Netflix is truly a gift. I would have never gave a show like BoJack Horseman a chance if it were on regular cable. Hell, I doubt it would be on television. But since it’s already out there, all episodes finished and ready to be devoured, I gave it a try. And I’m glad I did.

BoJack is a washed up former actor. He happens to also be a horse. The character is pretty much every character Will Arnett has every played, but as an animal. The show seems to be about his rise back to some sort of relevancy. His first step is writing a memoir. Easier said than done you can imagine.

The show has a bunch of different comedic elements to it. From throw up gags to horse puns. Some hit, some miss. It never gets dull, though. The characters are what stand out.
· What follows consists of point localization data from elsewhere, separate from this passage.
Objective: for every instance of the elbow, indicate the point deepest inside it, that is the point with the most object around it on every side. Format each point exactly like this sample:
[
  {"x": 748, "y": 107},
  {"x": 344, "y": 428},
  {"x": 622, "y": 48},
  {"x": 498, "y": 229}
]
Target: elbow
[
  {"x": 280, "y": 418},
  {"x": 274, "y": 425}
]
First you have Todd, BoJack’s stoner roommate. He’s played by the beloved Aaron Paul. My favorite character of the cast, he just nails it. The writers give him good material and he doesn’t let it go to waste. Amy Sedaris portrays BoJack’s ex-girlfriend/manager. She happens to also be a cat. I don’t think they really care about the compatibility of animals when it comes to dating on this show. Or animals and people for that matter. And finally we have, Mr. Peanutbutter. He’s a dog. He’s charismatic. He’s BoJack’s arch rival. It’s hilarious watching those two exchange words.

It’s only been the first episode so far, but it’s certainly promising. I strongly recommend it for anyone who likes animated comedies. If you like Will Arnett and Aaron Paul then you’ll be doubly pleased. Keep it up, Netflix. You’re making all the right moves.